How can investments in and for the private sector contribute to development cooperation? This is more or less the key question on the agenda during the current Financing for Development (FfD) negotiations in New York. According to the European Union (EU), the answer lies with the risky use of public resources as a catalyst for private investment. However, this outsourcing of development cooperation to the private sector is accompanied by a serious lack of evidence about the real development impact, transparency, accountability and developing country ownership.
In a way, you have to give the EU credit. By means of a well thought-through communication strategy, the EU has managed to place private finance at the heart of the FfD negotiations, promoting a greater role for development banks such as FMO, and the use of “innovative” financing mechanisms such as public-private partnerships (PPPs) and “blending” – the use of aid money to support companies investing in development. This one-sided narrative in favour of private finance has been highlighted once again by the recently revised draft of the FfD outcome document dated 6 May, which calls “on businesses to apply their creativity and innovation toward solving sustainable development challenges” and states that “an important use of ODA is to catalyse additional resource mobilization from other sources, public and private”, while “blended finance (…) offers significant potential to contribute resources, expertise and technology transfer in support of sustainable development.”
It is expected that the G77 – a group of more than 130 developing countries – will not buy into the revised version, and rightfully so. The G77 has already challenged donor countries in the past over similar language in the zero draft released on 16 March, arguing that “the advantages for developing countries regarding the concept of blended finance are unclear and should be further explained”, and that “in terms of FfD the group is of the view that private finance should not take primacy over public finance”.
- There are significant problems when it comes to demonstrating positive results on development. For example, a 2014 report by the World Bank’s Independent Evaluation Group (IEG) looking into PPPs recently showed that “data are scarce on the effects on the poor” and that the World Bank’s development outcome ratings are insufficient for evaluating PPP projects properly. Oxfam has demonstrated just how detrimental the outcomes for developing country governments can be. In the case of Lesotho, a PPP hospital developed under the advice of the World Bank’s International Finance Corporation (IFC) locked the country’s Ministry of Health into an 18-year contract that is already using more than half of Lesotho’s health budget (51%), while providing high returns (25%) to the private partner. The G77 therefore argues that “the issue of public-private partnerships is important, but we want to caution that there are some risks and that those risks need to be mitigated. There is the experience that sometimes it is the government that is left with all the costs and the private sector with all the profits.”

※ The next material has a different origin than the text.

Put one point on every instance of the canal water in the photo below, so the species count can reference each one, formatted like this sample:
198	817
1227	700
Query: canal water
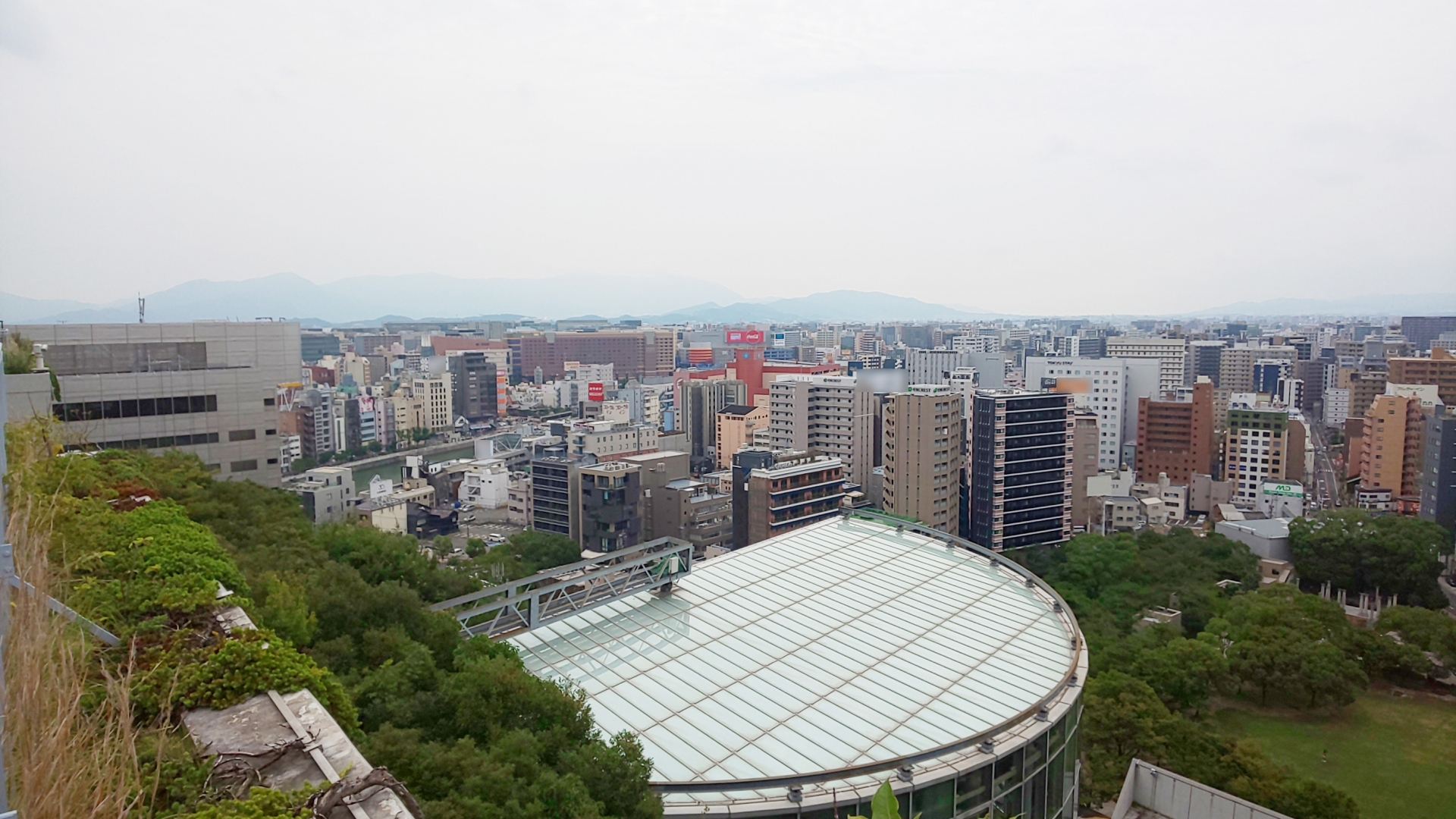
395	466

- Most institutions and facilities leveraging private finance face huge challenges in terms of adequate participation, accountability and transparency. Development banks, for example, face serious transparency problems, especially when dealing with financial intermediaries such as commercial banks and private equity funds, which often hide behind the confidentiality of their clients. This severely limits citizens’ ability to scrutinise the banks properly, and even the banks’ own abilities to track development outcomes – or, equally importantly, to fully respect human rights (see Oxfam’s new report on the human costs of intermediary lending by the World Bank). Furthermore, development banks’ decision-making structures and existing mechanisms are seriously biased in favour of developed countries. There is no formal representation of developing countries’ governments on the banks’ boards, thus substantially undermining the level ownership of investment decisions by partner countries. (The FMO, for example, is 51% owned by the Dutch state and 49% by commercial banks, trade unions and other members of the private sector. Even in cases like the controversial Barro Blanco dam in Panama – a project suspended by the local government due to social and environmental concerns and investigated by FMO’s complaint mechanism – the FMO actively lobbies the Panama authorities to continue business as usual, despite the serious development concerns raised). Likewise, the governance structure of regional blending facilities, which carry out EU blending operations in different regions around the world where the EU has development policies, gives preferential decision-making treatment to the European Commission.
- There is a high risk that private companies will be subsidised for investments that they would have made anyway, thus potentially displacing other investors. A report by the European Court of Auditors on EU blending activities during the period 2007-2013 claimed that “the need for a grant to enable the loan to be contracted was demonstrated for only half of the project examined”.